Nous trouvant à si bon marché par l’avis de sa femme, qui ne voulait pas faire grande dépense, il s’accorda à nous prendre. L’autre ménétrier vint incontinent, et n’y eut pas une petite dispute entre lui et moi. Il disait qu’on avait parlé à lui dès le soir précédent et qu’il était venu d’une lieue de là ; moi, je dis que je venais de huit lieues tout exprès, et qu’il y avait quinze jours qu’un certain homme, passant par mon village, m’avait retenu. Ma cause, en ce point, fut trouvée la meilleure ; et, ses arrhes lui demeurant, il s’en alla néanmoins tout déconfortéwkt.

Nous nous mîmes à travailler à la cuisine, et Clérante, qui quelquefois voulait savoir de ses gens comment l’on accommodait toutes les entrées de ses repas, eût fait de très bonnes sauces s’il eût eu de la matière : nous nous contentâmes d’apprêter tout à la grosse mode[1], selon le conseil d’un superintendant qui venait nous voir de fois à autre.
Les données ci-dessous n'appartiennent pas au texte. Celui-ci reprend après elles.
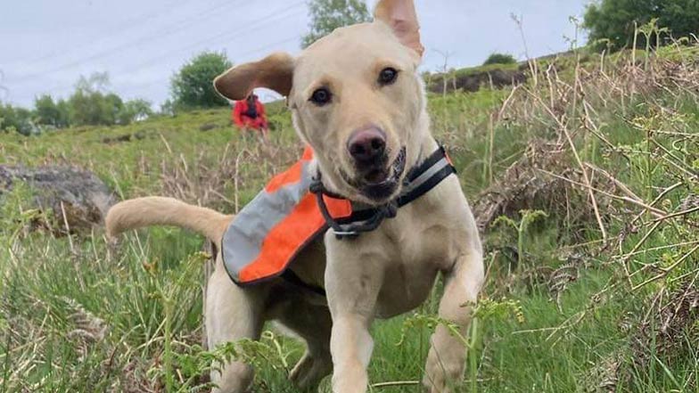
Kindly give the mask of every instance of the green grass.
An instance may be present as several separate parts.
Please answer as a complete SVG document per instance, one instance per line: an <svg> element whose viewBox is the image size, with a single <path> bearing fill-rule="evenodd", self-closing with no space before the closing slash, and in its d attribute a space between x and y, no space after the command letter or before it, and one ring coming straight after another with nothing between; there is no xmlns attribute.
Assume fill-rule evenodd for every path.
<svg viewBox="0 0 699 393"><path fill-rule="evenodd" d="M604 75L586 74L600 68L598 57L580 69L567 64L565 78L580 71L577 93L571 79L542 77L514 92L430 96L433 132L473 203L493 184L512 192L515 184L498 180L533 141L564 151L560 167L540 169L581 181L566 132L581 161L618 182L589 171L596 189L629 198L622 184L637 196L634 203L595 192L606 247L594 216L573 214L590 206L580 187L531 196L556 203L532 205L547 217L521 233L506 225L488 228L482 304L489 306L470 332L477 339L469 354L474 368L456 391L613 391L604 389L612 385L620 392L699 391L697 311L675 318L687 323L669 338L658 307L674 305L675 294L695 286L697 214L654 229L656 217L638 204L662 194L654 206L681 213L699 193L693 175L699 172L699 92L692 85L699 67L695 50L680 53L652 57L652 67L635 69L636 77L621 55L605 63ZM668 61L681 68L663 65ZM0 135L0 162L78 165L122 198L172 195L233 212L301 151L289 113L278 103L269 111L275 129L266 144L234 131L227 110L198 111L127 127ZM126 135L129 141L116 141ZM96 230L74 236L71 246L66 237L26 230L40 215L30 193L18 187L0 196L0 391L194 391L208 359L230 349L200 347L202 240L153 228L110 245ZM506 213L514 223L524 214ZM415 313L374 324L372 382L406 383L373 391L421 391L412 382L422 379L440 288ZM295 391L286 374L301 353L278 333L252 347L247 356L263 364L255 391Z"/></svg>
En dressant les potages et le ris jaune[2], je mis dedans une certaine composition laxative que j’avais apportée.

Chacun étant revenu de la messe, l’on s’assit pour dîner et la table fut couverte. La bourgeoise était là des plus avant, parce que c’était la fille de son vigneron qui se mariait. J’eus la commodité de la regarder attentivement ; je vous confesse que je n’ai guère vu de plus belles

  1. ndws : par ironie : mal fait, à la hâte, de mauvaise grâce, cf. Oudin, op. cit., p. 350.
  2. ndws : ris de veau, cf. éd. Roy, t. II, p. 178.